2. Catullus accueillit avec empressement ces calomnies et enfla considérablement l'affaire, en prenant un ton tragique pour se donner l'apparence d'avoir, lui aussi, triomphé d'une guerre juive. Qui pis est, non content d'ajouter foi aux mensonges des sicaires, il en fut encore l'inspirateur ; c'est ainsi qu'il donna l'ordre à Jonathas de dénoncer un certain Juif, du nom d'Alexandre dont il était depuis longtemps l'ennemi et auquel il portait une haine ouverte ; il enveloppa dans ses accusations Bérénice, la femme d'Alexandre, les mit à mort tous deux et fit égorger après eux tous les Juifs connus par leur richesse, c'est-à-dire environ un millier d'hommes. Il croyait commettre ces crimes avec sécurité, parce qu'il confisquait leurs patrimoines au profit du fisc impérial.

Accusation contre Josèphe.

3. Pour empêcher même que des Juifs d'autres pays pussent dénoncer son injustice, il poussa plus loin le mensonge et persuada Jonathas et quelques-uns de ceux qui avaient été pris avec lui d'étendre l'accusation de révolte aux Juifs les plus considérés d'Alexandrie et de Rome. Un de ceux qui furent ainsi accusés frauduleusement était Josèphe, l'auteur de cette histoire[1].
Cependant cette machination ne réussit pas au gré des espérances de Catullus. Il vint à Rome, amenant enchaînés Jonathas et ses compagnons, pensant que l'enquête se bornerait aux fausses accusations formulées auprès de lui et par son ordre. Mais Vespasien conçut des soupçons sur l'affaire, il rechercha la vérité, reconnut l'injustice de l'accusation portée contre ces Juifs, les remit en liberté sur les instances de Titus et infligea à Jonathas la peine qu'il méritait ; il fut, en effet, torturé, puis brûlé vif.
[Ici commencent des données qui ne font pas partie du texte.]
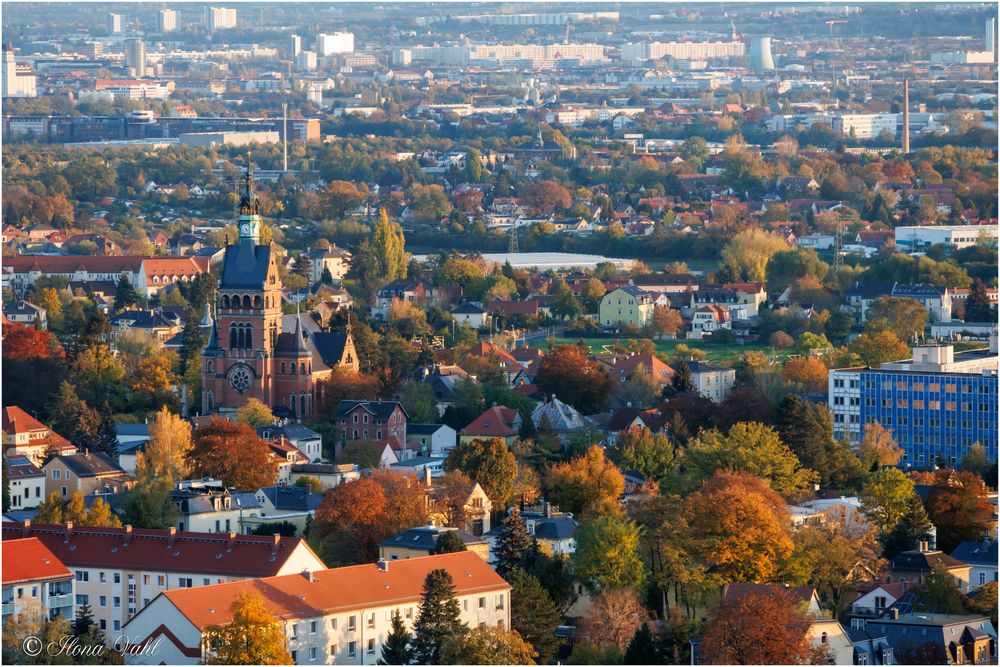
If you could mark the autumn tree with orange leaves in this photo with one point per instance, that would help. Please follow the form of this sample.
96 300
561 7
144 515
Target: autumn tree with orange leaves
234 454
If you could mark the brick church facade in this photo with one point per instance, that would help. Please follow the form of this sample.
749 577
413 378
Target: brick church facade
253 350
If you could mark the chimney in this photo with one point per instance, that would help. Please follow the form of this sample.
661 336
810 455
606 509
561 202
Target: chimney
906 116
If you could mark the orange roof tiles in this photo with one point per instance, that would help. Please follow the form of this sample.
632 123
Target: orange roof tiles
29 560
339 589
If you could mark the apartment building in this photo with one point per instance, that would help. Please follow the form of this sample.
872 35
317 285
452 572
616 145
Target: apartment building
939 403
333 617
118 571
35 581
[1] Il en parle dans sa Vie. 424.

Fin misérable de Catullus.

4. Catullus, grâce à l'humanité des empereurs, fut seulement réprimandé ; mais il devint, peu de temps après, la proie d'une maladie compliquée et incurable qui le fit mourir douloureusement. Ce n'est pas seulement dans son corps qu'il était puni, car la maladie dont souffrait son âme était encore plus atroce. En proie à des terreurs, il s'écriait souvent qu'il voyait les spectres de ceux qu'il avait tués se dresser devant lui ; incapable de réprimer ses transports, il s'élançait de sa couche comme s'il était soumis à des tortures et au supplice du feu. Le mal faisait de jour en jour des progrès ; ses entrailles rongées sortaient de son corps ; c'est ainsi qu'il mourut, donnant la preuve la plus manifeste que la Providence divine punit les méchants.

Epilogue de l'histoire de la guerre des Juifs.

5. Ici se termine cette histoire, que nous avons promis d'écrire avec une grande exactitude pour l'instruction de ceux qui veulent connaître les circonstances de cette guerre des Romains contre les Juifs. Pour le style[2], je laisse à mes lecteurs le soin de l'apprécier. Mais quant à la vérité des faits, je ne crains pas de dire avec assurance que ce fut, dans tout le cours de mon récit, le seul but où j'aie visé.

[2] Josèphe avait d'abord écrit son histoire en araméen (plus haut, I, 3) ; des collaborateurs (servi litterari) l'aidèrent à produire l'édition grecque. Thackeray a cru distinguer deux secrétaires, dont l'un imitait Thucydide, l'autre les Tragiques grecs. Voir son livre intitulé : Josephus. the Man and the Historian. New York, 1929.